Sebab itu seandainya kita ingin mewarnai hidup kita, lakukanlah sebelum 40 tahun, manusia sesudah usia ini tidak bisa dibentuk lagi. Sebab itu ada pepatah Melayu yang mengatakan:

"Melentur buluh biar dari rebungnya."

Rebung lembut, dapat dilenturkan. Tapi buluh sudah keras, tidak dapat dilenturkan lagi. Itulah maksudnya. Manusia kalau mau mencari harta, membangun kemewahan dalam hidup atau pangkat tinggi atau ingin memperjuangkan kebenaran, maka usaha kearah itu hendaklah dibuat pada awal-awal kehidupan dewasanya. Waktu itu lahir batinnya sudah cukup siap untuk diajak bekerja. Semua orang maklum akan hal ini. Sebab itu tak seorang pun pernah berkata :

"masa muda ini, aku akan gunakan untuk istirahat. Nanti kalau sudah tua baru aku akan cari harta, buka hutan, cari ilmu dan berkebun."

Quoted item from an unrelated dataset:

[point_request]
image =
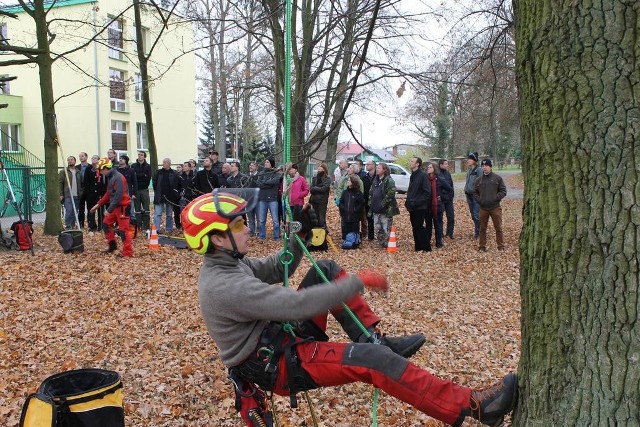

Kata-kata seperti itu sangatlah tidak masuk akal. Sebab manusia faham, apabila tua tenaga sudah lemah. Sebab itu orang-orang muda bekerja keras mencari harta untuk hari tuanya. Harta-harta yang didapatnya dikumpulkan dan disimpan untuk hari tua. Tapi itu hanya untuk keperluan lahiriah manusia. Pemahaman seperti ini hanya dimaksudkan pada keperluan fisik semata-mata. Manusia tidak faham dan tidak sadar bahwa keperluan batiniah juga begitu. Sebab itu kita selalu mendengar orang berkata:

"Waktu muda kita santai dulu. Nanti kalau sudah tua baru kita beribadah."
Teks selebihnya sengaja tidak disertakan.